In Destiny’s Song, we meet Lakisha “Kish” Drinkwater, the best Singer in the quadrant, who expects high-level diplomatic work and is instead sent to an Inheritor-ruled backwater planet to “babysit” an heir. The assignment sounds simple and slightly insulting. It turns out to be neither, and Kish has to figure out what the StarReaders saw coming and what kind of change her presence is meant to spark.
Grower’s Omen follows Tyra Lightbody, a potions expert steeped in family obligations and community promises. She is dispatched to an experimental-species biome where scientists are having nightmares and throwing beakers, and a sentient tree may be at the root of the problem. The mission forces her to choose between old loyalties and the people in front of her.
Later books continue the pattern. Each one centers a different Fixer on a new assignment inside the same shared universe. Fortune’s Dance and Shaman’s Curse delve more deeply into the dancer and shaman Talents, sending their protagonists into situations where no one has a clear map of what “doing the right thing” looks like. Daughter’s Need and the Star Stories pieces wrap up the major arcs, revisiting earlier characters and showing how their choices ripple outward.
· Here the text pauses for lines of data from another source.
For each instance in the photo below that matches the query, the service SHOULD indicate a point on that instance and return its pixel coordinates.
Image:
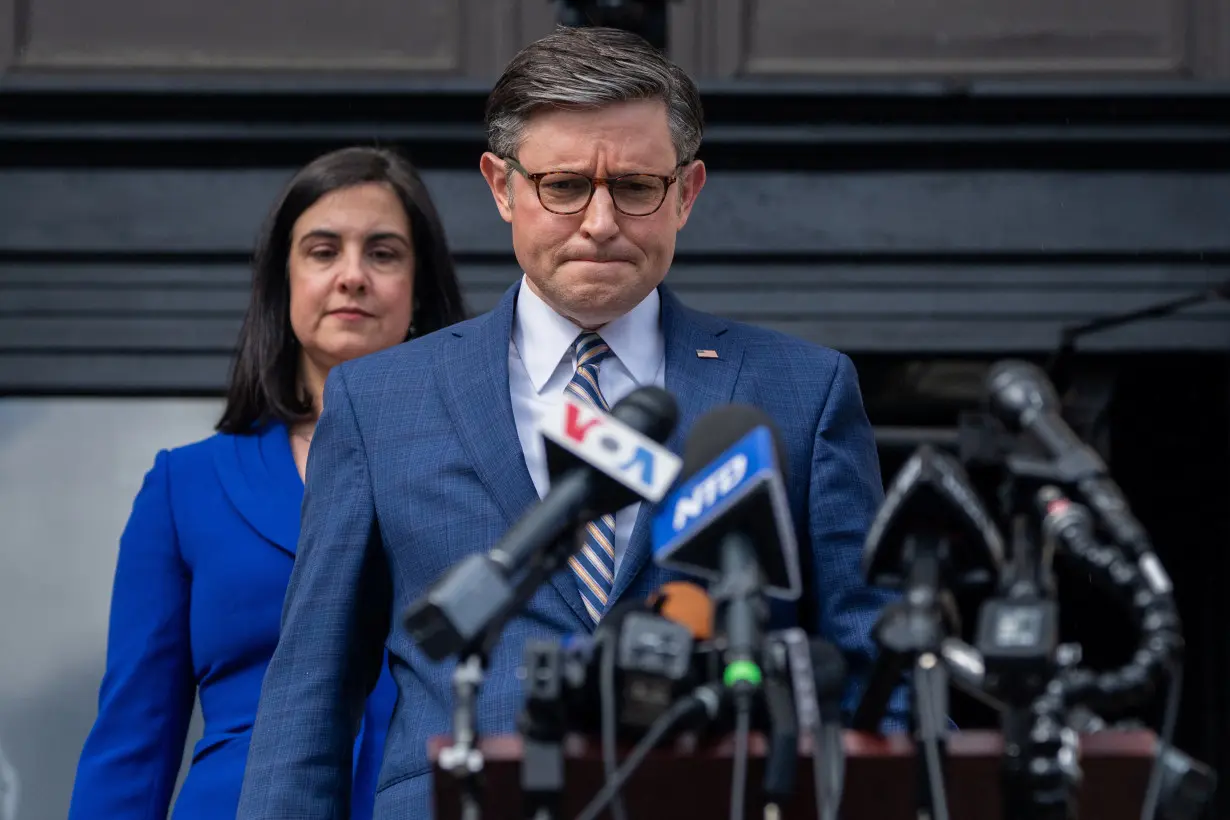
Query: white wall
(69, 470)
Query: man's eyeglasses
(563, 192)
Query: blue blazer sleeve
(132, 756)
(333, 626)
(846, 492)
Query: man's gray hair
(591, 68)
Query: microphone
(1023, 400)
(817, 678)
(730, 521)
(603, 464)
(931, 493)
(734, 472)
(931, 531)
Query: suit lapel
(474, 381)
(258, 475)
(699, 385)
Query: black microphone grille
(720, 429)
(1015, 386)
(829, 668)
(648, 410)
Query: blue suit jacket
(416, 464)
(202, 573)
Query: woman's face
(352, 274)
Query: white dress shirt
(541, 363)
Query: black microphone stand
(463, 757)
(910, 633)
(544, 725)
(1019, 641)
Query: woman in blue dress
(352, 260)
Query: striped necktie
(594, 564)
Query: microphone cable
(706, 698)
(1170, 718)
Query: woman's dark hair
(263, 384)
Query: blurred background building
(926, 186)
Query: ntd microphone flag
(604, 443)
(739, 491)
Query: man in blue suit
(427, 453)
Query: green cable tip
(742, 671)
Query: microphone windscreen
(685, 604)
(720, 429)
(650, 410)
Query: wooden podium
(683, 782)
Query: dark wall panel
(7, 32)
(955, 37)
(918, 223)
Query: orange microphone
(686, 604)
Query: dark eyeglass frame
(536, 178)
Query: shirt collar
(544, 338)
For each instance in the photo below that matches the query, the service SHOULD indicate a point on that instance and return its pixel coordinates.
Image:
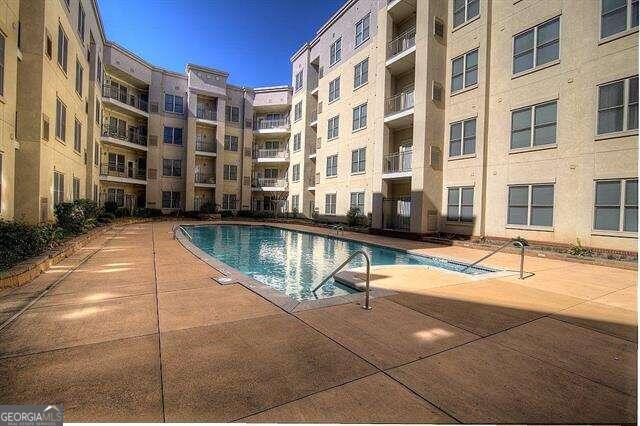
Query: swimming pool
(295, 262)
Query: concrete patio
(137, 330)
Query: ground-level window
(530, 205)
(116, 195)
(616, 205)
(228, 201)
(357, 201)
(330, 204)
(170, 200)
(460, 204)
(58, 188)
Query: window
(460, 205)
(357, 201)
(361, 73)
(79, 77)
(616, 206)
(333, 127)
(464, 71)
(116, 195)
(76, 188)
(296, 141)
(230, 172)
(232, 114)
(170, 200)
(617, 16)
(462, 138)
(298, 85)
(230, 143)
(618, 106)
(358, 160)
(173, 103)
(173, 135)
(61, 120)
(58, 188)
(295, 173)
(81, 19)
(63, 47)
(464, 10)
(171, 168)
(297, 111)
(530, 205)
(359, 117)
(330, 203)
(541, 118)
(2, 43)
(77, 136)
(229, 201)
(332, 165)
(536, 46)
(335, 52)
(334, 89)
(362, 31)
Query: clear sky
(251, 39)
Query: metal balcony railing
(402, 42)
(271, 153)
(125, 96)
(206, 113)
(204, 178)
(132, 135)
(266, 124)
(269, 183)
(398, 162)
(205, 146)
(122, 171)
(399, 102)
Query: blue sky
(251, 39)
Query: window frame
(530, 206)
(622, 206)
(535, 28)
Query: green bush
(19, 241)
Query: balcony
(132, 138)
(204, 180)
(401, 55)
(206, 115)
(271, 155)
(125, 100)
(271, 126)
(398, 165)
(120, 173)
(206, 148)
(270, 184)
(398, 109)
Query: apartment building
(483, 118)
(474, 117)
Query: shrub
(19, 241)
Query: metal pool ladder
(518, 242)
(335, 271)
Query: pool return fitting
(335, 271)
(518, 242)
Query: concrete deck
(136, 329)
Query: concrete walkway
(136, 330)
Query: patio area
(136, 329)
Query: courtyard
(136, 329)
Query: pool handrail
(335, 271)
(518, 242)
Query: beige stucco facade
(191, 140)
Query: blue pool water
(295, 262)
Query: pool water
(295, 262)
The tone is thoughtful and often quietly funny. There are space stations, alien biomes and advanced tech, but conflict tends to take the shape of ethical puzzles, clashing worldviews and personal blind spots rather than gunfights. Queer characters are part of the fabric of the cast. So are communities that feel lived in, from miners on tiny rocks to researchers who care more about their test tubes than about galactic politics.
Readers who enjoy science fiction that leans into people, relationships and questions of responsibility will find KarmaCorp a satisfying, low-explosion corner of Geary’s work. Starting with Destiny’s Song and moving through the books in order gives the clearest view of the Fixers’ world and the slow-building consequences of their interventions.